LLF has a bad habit of blaming me when things go missing from his room or something he's ordered hasnt arrived in post or whatever. Usually its to do with the swamp like fashion he keeps his room in and lives his life in general chaos and whatever it is turns up in his swamp or he finds out he's not ordered it etc etc. But he always straight away seems to blame me and make huffy sarcastic remarks to DH that imply its to do with me. I think its because I have been known to throw things back in his room - his dirty dishes or any other crap he leaves around etc.
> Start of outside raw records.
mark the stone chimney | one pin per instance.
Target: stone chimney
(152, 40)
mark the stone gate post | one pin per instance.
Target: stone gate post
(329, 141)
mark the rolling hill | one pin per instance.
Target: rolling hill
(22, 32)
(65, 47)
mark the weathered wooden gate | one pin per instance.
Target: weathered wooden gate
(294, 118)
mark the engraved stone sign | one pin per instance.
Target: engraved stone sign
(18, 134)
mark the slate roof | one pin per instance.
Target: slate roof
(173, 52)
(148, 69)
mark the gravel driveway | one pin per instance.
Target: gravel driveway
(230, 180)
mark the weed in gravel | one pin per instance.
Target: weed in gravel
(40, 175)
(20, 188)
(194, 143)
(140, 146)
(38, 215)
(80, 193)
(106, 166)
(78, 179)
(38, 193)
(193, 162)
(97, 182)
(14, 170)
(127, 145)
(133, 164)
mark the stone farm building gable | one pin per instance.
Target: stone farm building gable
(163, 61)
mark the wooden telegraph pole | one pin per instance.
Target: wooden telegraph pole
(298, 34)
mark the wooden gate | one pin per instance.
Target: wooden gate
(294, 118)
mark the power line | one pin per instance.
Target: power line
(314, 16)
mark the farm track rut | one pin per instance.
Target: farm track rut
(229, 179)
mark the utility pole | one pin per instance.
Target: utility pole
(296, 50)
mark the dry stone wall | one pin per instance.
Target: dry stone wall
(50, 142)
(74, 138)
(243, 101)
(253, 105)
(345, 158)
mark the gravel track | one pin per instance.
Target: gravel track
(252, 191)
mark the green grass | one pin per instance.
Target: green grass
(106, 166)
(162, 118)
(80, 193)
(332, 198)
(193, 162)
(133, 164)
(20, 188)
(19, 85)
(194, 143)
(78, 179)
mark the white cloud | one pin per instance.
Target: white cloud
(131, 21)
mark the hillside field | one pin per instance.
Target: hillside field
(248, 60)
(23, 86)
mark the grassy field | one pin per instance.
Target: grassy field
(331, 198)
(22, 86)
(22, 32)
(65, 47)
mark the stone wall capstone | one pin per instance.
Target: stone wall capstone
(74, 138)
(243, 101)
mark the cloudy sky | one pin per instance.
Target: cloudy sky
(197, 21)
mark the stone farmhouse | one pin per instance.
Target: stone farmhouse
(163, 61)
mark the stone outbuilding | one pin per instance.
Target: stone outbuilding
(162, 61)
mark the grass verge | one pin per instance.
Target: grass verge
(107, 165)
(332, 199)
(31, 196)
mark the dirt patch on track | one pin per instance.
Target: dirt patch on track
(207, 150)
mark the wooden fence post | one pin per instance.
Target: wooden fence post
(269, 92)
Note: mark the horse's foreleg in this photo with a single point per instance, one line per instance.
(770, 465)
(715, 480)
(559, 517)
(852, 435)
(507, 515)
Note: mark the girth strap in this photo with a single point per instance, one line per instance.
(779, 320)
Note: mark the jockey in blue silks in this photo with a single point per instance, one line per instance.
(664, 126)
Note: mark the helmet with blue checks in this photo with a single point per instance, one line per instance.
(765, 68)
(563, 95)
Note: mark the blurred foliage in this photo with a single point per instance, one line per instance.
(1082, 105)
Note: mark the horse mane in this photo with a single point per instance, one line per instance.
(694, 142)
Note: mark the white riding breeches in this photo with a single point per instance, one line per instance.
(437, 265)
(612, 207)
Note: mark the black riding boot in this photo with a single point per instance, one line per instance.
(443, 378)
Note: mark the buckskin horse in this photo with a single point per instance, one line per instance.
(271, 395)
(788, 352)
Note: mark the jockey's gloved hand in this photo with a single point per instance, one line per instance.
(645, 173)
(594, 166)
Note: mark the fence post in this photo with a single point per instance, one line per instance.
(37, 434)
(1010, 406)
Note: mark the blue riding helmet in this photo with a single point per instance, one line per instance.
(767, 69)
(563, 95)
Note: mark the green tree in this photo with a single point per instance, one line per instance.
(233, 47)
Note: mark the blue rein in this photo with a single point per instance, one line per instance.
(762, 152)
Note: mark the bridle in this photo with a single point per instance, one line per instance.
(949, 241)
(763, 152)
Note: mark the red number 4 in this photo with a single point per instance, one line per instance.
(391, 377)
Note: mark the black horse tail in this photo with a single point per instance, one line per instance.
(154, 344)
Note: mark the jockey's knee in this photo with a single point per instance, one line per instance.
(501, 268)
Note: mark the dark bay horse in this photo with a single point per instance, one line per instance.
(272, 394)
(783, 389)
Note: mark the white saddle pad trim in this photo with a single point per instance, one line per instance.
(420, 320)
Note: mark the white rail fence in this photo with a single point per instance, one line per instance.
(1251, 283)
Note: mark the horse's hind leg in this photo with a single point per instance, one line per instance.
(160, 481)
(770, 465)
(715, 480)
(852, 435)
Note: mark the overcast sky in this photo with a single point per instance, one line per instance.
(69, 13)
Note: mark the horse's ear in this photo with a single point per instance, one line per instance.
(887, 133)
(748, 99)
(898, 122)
So last night he sits at table and asks his dad if he can help him lift his old telly off his bedroom floor where it still lies - and lift his current telly off the chest of drawers and swap them. 'Why' says DH. LLF (very sulkily) 'Because my remote has disappeared from my room so am going to start using my old telly again' ??????????????????????????????????Cue - looks straight at me and glares at me ?????????????????????????????????

DH says ' dont be ridiculous - youre not throwing out a good tv and swapping it back for that old dinasour one - just because you cant find your remote !'

LLF says very stroppily ' Well will you help me move it or not ??!!'

DH ' Yes - ok ' Should have said 'Fuck off' IMO at this stage but hey ho.

DH - ' Well how can you lose a remote in your room - its gotta be in there somewhere !! '

LLF - ' Well its not definitely - I've searched everywhere '
Cue - glares at me accusingly again.

DH - ' Right will help you look after tea '

LLF - (in proper tantrum mode now} ' Theres no point am just gonna swap my tellys round and throw that one out '

Cue - another long lingering look at me.

Cue - DH looking intently at me ( that made me very Angry tbh } - cos I imagine he's read between the lines at this point - and he seemed to be waiting for me to comment (I didnt).

I actually went slightly pink obviously caused by the weight of the accusatory atmosphere and I'm sure this didnt go unnoticed by either LLF or DH and DH even gave me a really strange sort of OMG look IYKWIM AngryAngry. I still didnt react - carried on eating my tea.

After tea DH went in LLFs room and came out again 2 seconds later with a sort of angry triumphant exclamation 'Oh Superdad I am - fancy finding it straight away and after you've searched everywhere for it'

It was under his swivel chair leg apparently and I had not left the sight of either of them so there was no scope for LLF to then accuse me of pinching it then putting it back IYSWIM.

I just maintained a very dignified silence and didnt even refer to it again all night - it was one of them 'give someone enough rope and they'll hang themselves situations' - and DH knew exactly what had gone off I am sure of it.

The voices have been at me ever since though - and do you know what they are saying ?

Suda - go in his room and hide something very important

Grin Grin

WildistheWind · 13/01/2011 12:23

Do it ! Now !

SudalivefromHMP · 13/01/2011 12:31

Well he is still in it as per usual at this time - but is going out to work later !

It would just be classic though wouldnt it ?

When he comes stomping outta his room tonight and tells his dad he's lost something again and makes more thinly disguised accusations at me. I think DH would flip - no really I do.

Shall we have a vote girls.

Shall I put it in AIBU - Grin Grin - ok - maybe not !!

pleasechange · 13/01/2011 12:39

haha - I'm with pegs, go for it! Can you keep a straight face later? You musn't at any point own up though!

pleasechange · 13/01/2011 12:40

I mean go for it as in hide something, not post in AIBU Grin

SudalivefromHMP · 13/01/2011 12:47

Oh no I wouldnt ever own up - that would just fuel even more suspicion in future from both of them I imagine. Also I would put whatever it is where a more thorough search than one of LLFs nano second ones (probably by very angry Dad) would reveal it.

Can you imagine it in AIBU - have we got enough flame proof suits to go round all of us ! No you're right I'll pass !.